One of the key regulatory requirements has been for new satellites to embody ways to remove themselves from orbit (deorbit) in order to reduce the amount of space junk circling the Earth. SpaceX plans to use the ion thrusters, used during the satellite’s lifetime to maintain and steer its orbit, to also remove itself from orbit at the end of its planned lifetime. The satellite will burn up upon re-entry into the atmosphere.

The user terminals have surprisingly been a major engineering challenge for SpaceX, perhaps because of aggressive cost constraints to keep this affordable for a global user population. Musk has repeatedly described this as a “UFO on a stick”, and images of early prototypes confirm that description. These terminals are currently going through beta testing. The FCC has already given SpaceX approval to deploy a million of these terminals.

These user terminals will also use a phased array antenna to keep track of the fast-moving satellites, rather than using a more traditional swiveling antenna. The terminal does also have motors to self-adjust for the optimal angle to view the sky.

5. An exceptional engineer and manager…


Gwynne Shotwell, August 2018 (Bill Ingalls)

While SpaceX and Starlink were doing all this work on launches and satellites from 2015 to now, Musk was up to his eyeballs planning and executing the Tesla Model 3 and Model Y development and launches. These were not smooth roll-outs, and Musk reportedly slept on the Tesla factory floor to help problem-solve in the moment.

Musk’s executive running operations was Glynn Shotwell, President and Chief Operating Officer of SpaceX.

Shotwell was born and raised in the midwest, in Evanston, IL, the middle of three daughters of a brain surgeon and an artist. She was a straight A student in high school and loved cars. Shotwell earned a BS in Applied Math and an MS in Mechanical Engineering from Northwestern University which she attended from 1982 to 1987. So, it is no surprise that as a car-loving midwestern mechanical engineer, she planned to work in the automotive industry. She started out with Chrysler Motors in Detroit in their management training program. Her desire for a more hands-on engineering role conflicted with Chrysler’s plans, so she left. The lost opportunities for Chrysler are mind-boggling.

One of Shotwell’s professors recommended she move to Los Angeles to work for a company called Aerospace. She ended up working there for 10 years where she was involved in all areas of the company from satellite technology to launch. Shotwell moved next to a small company called Microcosm, where she encountered Musk. Musk poached her from Microcosm in 2002, when SpaceX was founded, as the eleventh employee. The rest is history.

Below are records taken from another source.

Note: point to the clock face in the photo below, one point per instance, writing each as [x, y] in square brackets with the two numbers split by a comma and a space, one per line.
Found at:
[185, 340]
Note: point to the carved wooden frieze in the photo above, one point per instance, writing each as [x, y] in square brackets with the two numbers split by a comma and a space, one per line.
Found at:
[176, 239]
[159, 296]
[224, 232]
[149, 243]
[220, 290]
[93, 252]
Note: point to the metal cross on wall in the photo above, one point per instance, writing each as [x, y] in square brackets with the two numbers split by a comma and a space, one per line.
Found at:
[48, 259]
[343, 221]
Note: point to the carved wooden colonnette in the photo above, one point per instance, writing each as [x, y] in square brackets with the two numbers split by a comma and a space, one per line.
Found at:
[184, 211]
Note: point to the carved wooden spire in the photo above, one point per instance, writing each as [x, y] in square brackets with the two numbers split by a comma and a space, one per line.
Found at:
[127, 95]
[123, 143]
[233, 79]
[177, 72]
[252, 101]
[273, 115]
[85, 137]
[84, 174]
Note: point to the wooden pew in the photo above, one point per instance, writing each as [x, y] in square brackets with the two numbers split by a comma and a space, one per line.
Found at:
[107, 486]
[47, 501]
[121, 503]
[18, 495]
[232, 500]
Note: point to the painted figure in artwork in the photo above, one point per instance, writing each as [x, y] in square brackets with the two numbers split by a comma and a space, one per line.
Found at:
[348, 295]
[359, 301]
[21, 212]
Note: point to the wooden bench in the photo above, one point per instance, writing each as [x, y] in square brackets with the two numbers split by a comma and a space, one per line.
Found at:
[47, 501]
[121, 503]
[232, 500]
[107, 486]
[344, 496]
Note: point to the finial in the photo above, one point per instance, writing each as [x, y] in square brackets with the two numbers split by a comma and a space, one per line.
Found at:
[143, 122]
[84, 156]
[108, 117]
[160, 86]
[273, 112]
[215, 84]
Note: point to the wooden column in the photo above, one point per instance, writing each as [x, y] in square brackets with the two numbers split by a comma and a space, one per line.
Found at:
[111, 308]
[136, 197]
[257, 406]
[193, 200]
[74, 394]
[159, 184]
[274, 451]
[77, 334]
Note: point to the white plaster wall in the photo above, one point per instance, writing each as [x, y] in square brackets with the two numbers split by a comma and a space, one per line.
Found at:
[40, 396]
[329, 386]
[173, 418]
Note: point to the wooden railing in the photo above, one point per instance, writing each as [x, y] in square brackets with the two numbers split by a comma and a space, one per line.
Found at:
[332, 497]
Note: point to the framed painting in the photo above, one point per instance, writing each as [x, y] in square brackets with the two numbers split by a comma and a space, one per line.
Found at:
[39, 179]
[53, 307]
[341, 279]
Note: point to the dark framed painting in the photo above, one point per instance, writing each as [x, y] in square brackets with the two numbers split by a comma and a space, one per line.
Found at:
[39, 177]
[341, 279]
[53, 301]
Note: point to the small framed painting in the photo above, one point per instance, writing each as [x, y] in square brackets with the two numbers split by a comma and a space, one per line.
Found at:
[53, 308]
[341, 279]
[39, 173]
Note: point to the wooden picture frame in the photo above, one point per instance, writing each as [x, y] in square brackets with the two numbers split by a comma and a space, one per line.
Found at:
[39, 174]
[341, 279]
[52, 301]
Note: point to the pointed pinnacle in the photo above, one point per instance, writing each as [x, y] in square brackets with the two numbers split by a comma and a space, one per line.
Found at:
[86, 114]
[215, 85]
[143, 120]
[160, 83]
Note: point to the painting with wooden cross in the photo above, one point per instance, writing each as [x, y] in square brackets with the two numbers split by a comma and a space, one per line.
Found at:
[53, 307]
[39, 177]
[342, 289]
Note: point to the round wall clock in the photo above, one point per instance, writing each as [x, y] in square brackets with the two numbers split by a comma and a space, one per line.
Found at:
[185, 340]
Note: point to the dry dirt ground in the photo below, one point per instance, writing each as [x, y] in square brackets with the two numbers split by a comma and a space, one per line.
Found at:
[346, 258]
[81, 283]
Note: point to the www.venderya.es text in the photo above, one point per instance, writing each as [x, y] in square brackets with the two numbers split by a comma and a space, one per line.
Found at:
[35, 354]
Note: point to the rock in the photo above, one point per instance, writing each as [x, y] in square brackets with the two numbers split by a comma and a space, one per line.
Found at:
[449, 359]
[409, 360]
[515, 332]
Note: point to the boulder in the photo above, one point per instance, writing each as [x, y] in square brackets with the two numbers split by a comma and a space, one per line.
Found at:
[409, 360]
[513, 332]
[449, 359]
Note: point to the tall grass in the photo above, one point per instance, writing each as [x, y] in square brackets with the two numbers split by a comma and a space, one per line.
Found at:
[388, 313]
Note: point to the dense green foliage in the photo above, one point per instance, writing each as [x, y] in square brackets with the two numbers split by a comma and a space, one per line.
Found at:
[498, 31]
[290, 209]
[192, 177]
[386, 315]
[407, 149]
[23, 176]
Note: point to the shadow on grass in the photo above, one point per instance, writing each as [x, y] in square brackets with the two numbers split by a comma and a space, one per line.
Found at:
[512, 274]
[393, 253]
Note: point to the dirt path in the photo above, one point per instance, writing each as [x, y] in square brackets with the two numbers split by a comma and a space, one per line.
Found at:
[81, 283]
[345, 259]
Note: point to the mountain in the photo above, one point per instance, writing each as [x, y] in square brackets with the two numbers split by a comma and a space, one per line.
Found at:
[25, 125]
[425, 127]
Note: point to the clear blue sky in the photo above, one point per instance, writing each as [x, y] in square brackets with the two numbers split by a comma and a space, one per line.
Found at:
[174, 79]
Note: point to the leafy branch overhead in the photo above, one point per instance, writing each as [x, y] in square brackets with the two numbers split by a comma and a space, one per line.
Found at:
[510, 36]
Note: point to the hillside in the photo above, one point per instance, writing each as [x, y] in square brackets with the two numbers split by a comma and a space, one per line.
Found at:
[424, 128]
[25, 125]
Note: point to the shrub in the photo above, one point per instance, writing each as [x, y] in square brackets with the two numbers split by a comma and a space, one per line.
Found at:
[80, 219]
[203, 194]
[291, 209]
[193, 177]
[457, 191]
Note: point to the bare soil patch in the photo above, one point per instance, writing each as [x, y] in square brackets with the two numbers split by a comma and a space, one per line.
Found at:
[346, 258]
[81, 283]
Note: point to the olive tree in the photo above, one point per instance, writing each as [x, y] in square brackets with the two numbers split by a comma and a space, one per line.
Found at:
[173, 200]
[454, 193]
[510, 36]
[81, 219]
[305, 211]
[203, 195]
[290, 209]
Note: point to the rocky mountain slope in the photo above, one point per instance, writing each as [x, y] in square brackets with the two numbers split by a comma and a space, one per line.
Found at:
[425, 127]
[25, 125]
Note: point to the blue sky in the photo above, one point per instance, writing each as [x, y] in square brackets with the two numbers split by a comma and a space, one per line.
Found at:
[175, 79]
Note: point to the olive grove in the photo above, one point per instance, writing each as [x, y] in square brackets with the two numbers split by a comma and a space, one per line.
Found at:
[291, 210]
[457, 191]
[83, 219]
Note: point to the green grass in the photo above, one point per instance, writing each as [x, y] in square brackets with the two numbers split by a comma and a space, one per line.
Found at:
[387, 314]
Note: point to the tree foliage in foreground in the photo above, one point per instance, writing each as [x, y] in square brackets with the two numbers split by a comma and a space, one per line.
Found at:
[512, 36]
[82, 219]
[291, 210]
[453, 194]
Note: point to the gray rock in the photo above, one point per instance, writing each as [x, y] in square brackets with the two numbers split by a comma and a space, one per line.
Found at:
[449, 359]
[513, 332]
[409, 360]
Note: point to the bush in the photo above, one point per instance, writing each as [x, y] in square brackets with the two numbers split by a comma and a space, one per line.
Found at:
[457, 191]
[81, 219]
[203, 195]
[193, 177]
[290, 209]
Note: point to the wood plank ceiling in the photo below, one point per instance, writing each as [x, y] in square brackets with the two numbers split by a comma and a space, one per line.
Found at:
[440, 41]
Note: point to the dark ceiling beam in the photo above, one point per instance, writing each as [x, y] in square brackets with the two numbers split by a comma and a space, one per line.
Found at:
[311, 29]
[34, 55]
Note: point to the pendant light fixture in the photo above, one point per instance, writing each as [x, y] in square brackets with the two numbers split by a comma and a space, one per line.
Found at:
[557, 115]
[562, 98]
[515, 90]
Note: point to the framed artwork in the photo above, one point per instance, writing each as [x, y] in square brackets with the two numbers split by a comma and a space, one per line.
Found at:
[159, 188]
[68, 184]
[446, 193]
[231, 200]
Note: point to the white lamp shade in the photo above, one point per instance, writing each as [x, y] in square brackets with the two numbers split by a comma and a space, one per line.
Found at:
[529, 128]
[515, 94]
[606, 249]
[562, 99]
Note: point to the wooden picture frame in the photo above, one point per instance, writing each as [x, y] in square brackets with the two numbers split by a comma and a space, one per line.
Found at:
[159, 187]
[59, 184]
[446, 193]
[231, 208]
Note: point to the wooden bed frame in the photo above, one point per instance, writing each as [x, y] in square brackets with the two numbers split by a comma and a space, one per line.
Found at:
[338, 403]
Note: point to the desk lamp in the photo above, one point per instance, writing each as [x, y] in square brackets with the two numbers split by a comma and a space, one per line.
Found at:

SpaceX’s history of industry-shaking advancements like self-landing rockets, and Starlink’s unreal acceleration from a standing start to being the world’s leading satellite operator, is a testament as much to Shotwell’s executive strengths as it is to Musk’s vision.

When Starlink comes to your neighborhood, especially if you live some place without internet connectivity, make sure you thank Gwynn Shotwell as well as Musk and the rest of the SpaceX/Starlink team. These are phenomenal engineers and managers.

6. Disclosure…

I am a happy owner of about the oldest used Tesla Model S, and am also invested in Tesla the company.